The other day, I got to tour this showcase home in Aspen for a magazine assignment and got to see exactly what 10 million bucks will get you.
When I came home, my house just looked so small and dingy after walking through all those endless open rooms with vaulted ceilings and huge windows. I whimpered a little as I walked across our subfloors, the outdoor paint we used to get by until we can afford hardwood starting to get dinged and scratched after three years of heavy use. I sighed heavily as I wiped down my linoleum countertops that are supposed to look like granite even though they are this awful shade of green that you would never find in nature, at least not without polarized sunglasses. How nice it would be to have white quartz countertops and a waterfall island and Viking appliances with like 10 burners and six ovens so the caterers could cook everything all at once.
Granted, the house I’d just toured cost 20 times more than what our home cost. For that kind of money, you can have a master bath that’s bigger than our bedroom and a steam shower large enough to accommodate the Gentleman of Aspen rugby team (not that I think about them that way, just, you know, I’m not dead yet).
Here’s the thing; I love our house. It feels luxurious after living in our tiny one-bedroom apartment. And that’s the thing about money. As my grandfather’s fourth wife once told me, “No matter how much money you have, there is always someone sitting at the same table who has twice as much as you do.”
Living in Aspen, we’re surrounded by the kind of wealth that’s almost impossible to wrap your head around. We see it as we drive past the airport, the private jets lined up one after the other like limousines waiting curbside at the red carpet. We see the luxury SUVs crowding Aspen’s streets, many of which cost more than our household earns in a year. Not to mention all those stores, and all those beautiful clothes, and the shoes. Oh, the shoes. Will I ever get over my love affair with shoes?
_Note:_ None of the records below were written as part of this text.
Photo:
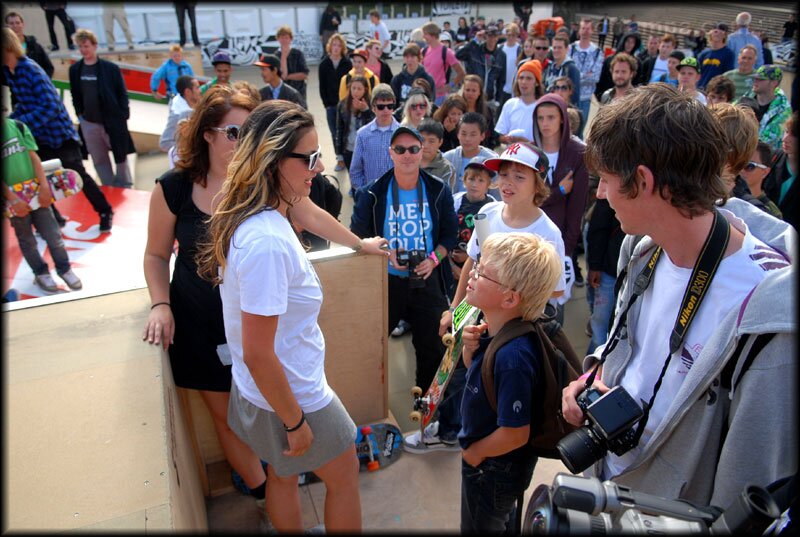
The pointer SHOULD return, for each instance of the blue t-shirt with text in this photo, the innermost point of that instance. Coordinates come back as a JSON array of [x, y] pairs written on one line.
[[408, 229]]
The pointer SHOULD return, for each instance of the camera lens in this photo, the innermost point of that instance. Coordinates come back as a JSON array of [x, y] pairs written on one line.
[[580, 449]]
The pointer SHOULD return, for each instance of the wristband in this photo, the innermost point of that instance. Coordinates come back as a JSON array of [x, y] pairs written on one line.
[[293, 429]]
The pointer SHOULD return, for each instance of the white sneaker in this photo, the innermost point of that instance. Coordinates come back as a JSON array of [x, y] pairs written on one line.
[[72, 280], [432, 442], [46, 282]]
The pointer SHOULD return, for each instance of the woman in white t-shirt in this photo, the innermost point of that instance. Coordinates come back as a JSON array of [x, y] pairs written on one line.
[[281, 404]]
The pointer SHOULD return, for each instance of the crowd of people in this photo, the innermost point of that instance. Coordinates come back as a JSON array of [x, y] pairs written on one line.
[[483, 121]]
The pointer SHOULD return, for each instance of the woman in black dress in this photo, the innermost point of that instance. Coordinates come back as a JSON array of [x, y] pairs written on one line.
[[186, 314]]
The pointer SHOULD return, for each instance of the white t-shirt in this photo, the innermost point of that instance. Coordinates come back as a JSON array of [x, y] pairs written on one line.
[[511, 67], [542, 226], [736, 276], [516, 115], [659, 68], [268, 273]]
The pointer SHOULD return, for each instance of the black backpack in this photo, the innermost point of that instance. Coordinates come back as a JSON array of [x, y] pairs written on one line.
[[560, 366]]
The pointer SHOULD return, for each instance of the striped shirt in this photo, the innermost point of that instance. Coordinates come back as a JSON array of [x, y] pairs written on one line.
[[38, 104]]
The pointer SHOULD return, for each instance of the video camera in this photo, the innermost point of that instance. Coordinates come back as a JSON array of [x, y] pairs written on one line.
[[585, 505]]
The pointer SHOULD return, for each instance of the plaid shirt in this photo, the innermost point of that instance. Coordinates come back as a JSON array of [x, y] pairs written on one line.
[[38, 104], [371, 153]]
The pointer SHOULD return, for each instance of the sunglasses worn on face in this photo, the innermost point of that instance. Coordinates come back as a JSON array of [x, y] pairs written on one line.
[[753, 165], [311, 159], [231, 131], [414, 149]]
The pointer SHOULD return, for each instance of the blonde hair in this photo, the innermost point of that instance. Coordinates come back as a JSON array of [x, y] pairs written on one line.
[[11, 43], [253, 184], [516, 257], [740, 128], [83, 34]]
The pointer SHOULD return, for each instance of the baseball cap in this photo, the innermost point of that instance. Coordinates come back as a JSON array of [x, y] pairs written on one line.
[[524, 153], [360, 52], [478, 162], [689, 62], [406, 130], [268, 60], [769, 72], [220, 57]]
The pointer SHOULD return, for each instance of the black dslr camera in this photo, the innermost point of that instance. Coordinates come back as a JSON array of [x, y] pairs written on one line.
[[611, 419], [412, 259]]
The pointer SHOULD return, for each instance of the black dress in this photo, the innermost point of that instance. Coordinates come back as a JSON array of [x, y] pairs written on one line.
[[196, 304]]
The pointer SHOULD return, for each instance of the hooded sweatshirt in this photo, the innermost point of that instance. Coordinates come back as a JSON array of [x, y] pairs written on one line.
[[717, 437], [606, 81], [565, 211], [568, 68]]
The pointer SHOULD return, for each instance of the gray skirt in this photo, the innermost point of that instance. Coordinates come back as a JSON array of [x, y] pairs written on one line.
[[333, 428]]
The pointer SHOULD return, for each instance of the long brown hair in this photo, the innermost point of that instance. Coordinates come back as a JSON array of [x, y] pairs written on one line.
[[192, 147], [268, 135]]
It’s not always easy to navigate the feelings that come up around wealth. Envy, resentment and even judgment rise from the belly like bile — those ugly, uncomfortable emotions that do nothing for us. Our inner dialogue turns to reasons why these people are undeserving of all they have. They inherited the money or married into it or cashed in on a stock portfolio that yielded returns on chance and good timing. Or maybe we don’t know where the money came from, and that’s frustrating. Why do they have so much?
I grew up in a bland middle-class suburb outside of a small New England city that wasn’t much of a city at all, just a place where two major interstates merged, halfway between New York City and Boston. At public school I was considered the rich kid because my Dad was a doctor. Then in seventh-grade, my parents sent me to a private school with a pretentious, hyphenated British sounding name 30 minutes from our house in a much more upscale area. The first birthday party I went to put things into perspective real quick; I was no longer the rich kid. As I wandered the halls of this estate, discovering things like butler’s kitchens and sitting rooms and more bedrooms and bathrooms than I could count, our house seemed impossibly small by comparison, my mom’s modern Italian furniture a little too obtuse, like red lipstick that is smeared.
I also was exposed to next-level rich people stuff like country clubs and vacation homes and private planes. From middle school I entered boarding school in another state with even more money. That’s where I learned that money does not equal happiness. Many of the kids I met there didn’t even know where their parents were most the time because they traveled so much. Many of them had parents who had divorced and remarried at least once, complicating their lives with fractured living arrangements and step parents and siblings. I saw many sad things, too, from a friend who lived on Central Park in a home that had been emptied of furniture after an ugly divorce, to another friend who partied freely at the family’s beach house in Southampton while their father was passed out drunk on the couch in the middle of the day. I even went yachting with a boyfriend from the Philadelphia Main Line whose mother would drink three-pint glasses of Jim Beam with a splash of water every night at dinner and then start in on me about my weight and the fact that I’m Jewish.
I realized later, on a float trip to the Green River during college, that money sometimes did more to complicate things than it did to make life better. I preferred floating down a lazy river in a canoe drinking beer and eating pasta made on a camp stove than I did nibbling on wafers with cream cheese and caviar on a beach in Saint Barth’s. And while I have certainly struggled with how I feel about all the money in Aspen, I managed to find happiness without owning a $10 million home. It’s what Ryan likes to refer to as “lifestyle rich” but I’m also rich in love, with a family I adore so much it makes my cheeks hurt, and with friends who are fiercely loyal and inspiring.
So maybe there’s a dead fly trapped in the cracked door of my microwave and maybe it would be nice to have a bedroom with an actual door instead of a curtain. Maybe I don’t have European oak floors, the wide plank kind I want or a free-standing tub with a view. But I have everything I need; a home filled with love.